Pour revenir sur les thèses matérialistes qui réduisent l’esprit à l’activité du cerveau, ou qui le comparent à l’activité d’une machine, insistons sur le fait qu’il manque à la machine une fonction essentielle à l'esprit, laquelle n'est peut-être pas seulement une fonction : la conscience. La conscience comme fonction de synthèse des représentations et donc représentation du "je", mais aussi comme vécu subjectif et comme mémoire (thèse de Bergson). Même si la conscience n’est que le résultat de la complexité des structures du cerveau humain, ne produit-elle pas une différence de nature et non plus seulement de degré entre l’homme et les autres vivants, ou les machines perfectionnées, à partir du moment où elle impose une distance par rapport à soi, où elle ouvre une transcendance ? N'est-ce pas cela qu'on est en droit d'appeler "esprit" ?

La faiblesse d’une thèse spiritualiste comme celle de Bergson est celle de toutes les philosophies qui font de la conscience une intériorité et non une relation-au-monde. D’une part elles laissent inexpliquée la subjectivité du « corps propre » (nous avons essayé d’en rendre compte au § précédent), d’autre part elles ne rendent pas compte correctement de l’esprit comme transcendance et comme extériorité. Or comme l'affirment les existentialistes, la conscience est bien d’abord une relation au monde, une transcendance. "Transcendance" n'exprime pas spécialement quelque chose d'immatériel... Cela exprime surtout l'au-delà de moi-même, c'est-à-dire tout ce qui me dépasse et avec quoi je suis néanmoins en relation. En ce sens, par exemple, autrui est transcendant. Tout ce qui provient d'autrui, d'une certaine façon, est spirituel : ce qu'autrui m'offre peut bien être matériel, mais dans ce don, l’intention est toujours signifiante ; la générosité même est spirituelle ! Si j'appelle « esprit » cette sorte de légèreté, de grâce, de bonheur qui préside parfois à mon rapport aux autres, il serait bien difficile de situer cette activité de la conscience dans un lobe particulier du cerveau ! L’esprit est donc relation, transcendance, en un mot : altérité.

Par ailleurs il faut analyser l’influence déterminante du langage, sur l’existence même, et sur l’esprit. L’esprit serait une relation avec l’Autre – d’abord unilatérale – au sein de la culture, de la société, par l’entremise du langage. Certes le langage, lui aussi, est lié à des conditions matérielles et corporelles (cerveau, parole, audition, etc.), comme le signalait Descartes, mais son surgissement dans mon existence individuelle et matérielle, est toujours le fait de l’Autre d’abord, dépendant de son bon vouloir. Et ne relevant d’aucune causalité matérielle. La parole qui s’adresse à moi la première fois est inanticipable, imprévue, miraculeuse. Pur don de l’Autre. Spirituelle, en ce sens. Tout comme le don de la vie…

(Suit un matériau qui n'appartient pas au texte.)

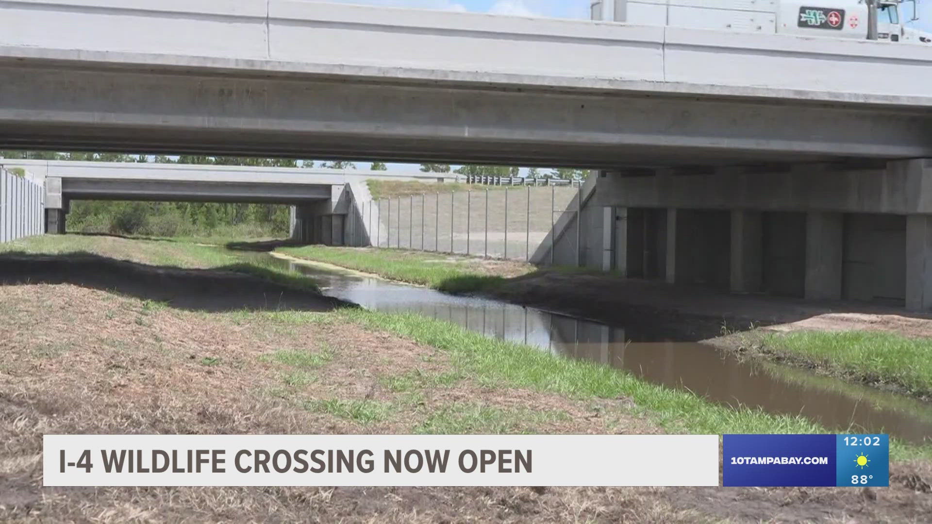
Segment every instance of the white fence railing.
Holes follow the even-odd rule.
[[[43,184],[0,166],[0,242],[41,235],[44,214]]]
[[[531,178],[529,176],[497,176],[492,174],[465,174],[466,184],[484,186],[571,186],[579,187],[585,180],[566,180],[563,178]]]

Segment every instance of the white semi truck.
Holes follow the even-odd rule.
[[[915,2],[875,0],[876,39],[932,45],[932,34],[904,25]],[[592,0],[593,20],[838,38],[869,38],[869,16],[868,0]]]

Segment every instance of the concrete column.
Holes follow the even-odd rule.
[[[843,223],[841,213],[806,214],[806,298],[838,300],[842,297]]]
[[[288,237],[293,241],[300,240],[301,228],[297,224],[297,206],[288,206]]]
[[[65,216],[63,209],[47,209],[46,232],[50,235],[63,235]]]
[[[610,271],[612,269],[623,271],[625,264],[615,261],[615,254],[618,250],[624,250],[627,240],[619,232],[619,225],[616,224],[616,217],[621,214],[626,214],[626,208],[614,208],[605,206],[602,208],[602,270]],[[626,231],[626,228],[625,228]]]
[[[666,283],[677,282],[677,208],[666,210]]]
[[[763,263],[763,214],[732,211],[731,289],[761,291]]]
[[[932,310],[932,215],[906,217],[906,309]]]

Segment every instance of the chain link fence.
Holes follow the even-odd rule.
[[[360,214],[374,246],[529,261],[579,200],[578,187],[505,186],[362,202]]]

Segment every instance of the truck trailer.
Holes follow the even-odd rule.
[[[932,34],[905,26],[915,0],[876,0],[876,39],[932,45]],[[868,39],[867,0],[593,0],[592,19],[745,33]]]

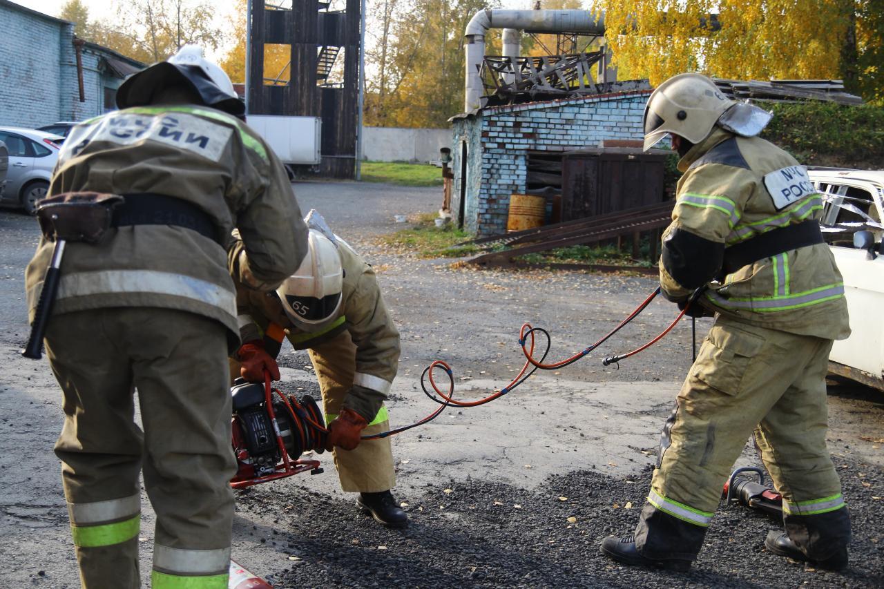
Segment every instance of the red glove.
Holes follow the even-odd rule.
[[[271,373],[271,379],[279,379],[279,367],[276,360],[264,351],[264,342],[261,340],[252,340],[240,346],[236,356],[242,364],[240,376],[249,382],[263,382],[264,371]]]
[[[362,430],[369,425],[365,417],[353,409],[343,408],[340,413],[328,425],[329,435],[325,439],[325,449],[329,452],[335,446],[345,450],[352,450],[359,446]]]

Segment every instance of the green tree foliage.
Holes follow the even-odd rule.
[[[378,4],[379,13],[372,19],[377,41],[366,53],[370,77],[365,124],[447,126],[447,119],[463,110],[463,31],[486,2],[386,0],[385,5],[380,0]],[[486,53],[499,51],[499,34],[490,34],[485,42]]]
[[[58,18],[73,23],[73,34],[80,39],[92,36],[92,23],[89,21],[89,9],[80,0],[67,0],[61,7]]]
[[[614,59],[652,84],[699,71],[737,80],[842,78],[880,99],[884,0],[603,0]],[[718,12],[720,30],[709,14]]]
[[[68,0],[62,16],[78,24],[77,34],[118,53],[151,64],[162,61],[182,45],[217,49],[221,31],[212,24],[214,8],[196,0],[111,0],[114,16],[89,20],[80,0]]]

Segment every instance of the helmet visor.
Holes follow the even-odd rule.
[[[317,299],[315,296],[286,295],[286,302],[292,308],[289,318],[298,323],[316,324],[330,318],[338,310],[340,293],[328,294]],[[288,310],[286,310],[286,311]]]
[[[644,107],[644,145],[643,149],[647,151],[654,145],[657,145],[669,133],[660,129],[666,121],[659,114],[648,107]]]

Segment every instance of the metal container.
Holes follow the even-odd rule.
[[[544,225],[546,199],[533,195],[510,195],[507,231],[523,231]]]

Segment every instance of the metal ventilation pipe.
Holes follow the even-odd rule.
[[[591,11],[504,11],[486,8],[476,12],[467,25],[466,50],[466,96],[464,111],[482,106],[482,80],[479,66],[485,57],[485,34],[490,28],[516,29],[532,33],[584,33],[605,34],[605,13]],[[510,43],[510,50],[512,50]],[[504,55],[507,39],[504,40]],[[518,55],[518,42],[515,43]]]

Donc oui, indéniablement l’esprit ex-siste - sans renier le corps lui-même considéré comme altérité : le corps de l’autre représentera toujours pour moi le lieu de la plus grande altérité -, il se confond même avec l’existence dont il est un parfait synonyme, en tant que relation à l’Autre, et d’abord en tant que don de l’Autre (parole, langage). 

Esprit et matière forment donc bien une seule et même réalitéhumaine – qui n’a rien de « substantielle » (faisant s’évanouir le problème de la dualité des substances et aussi celui de leur union), mais que nous qualifierons plutôt d’événementielle en raison de son lien constitutif avec l’Autre – auquel nous devons, de toute façon, l’existence et la vie.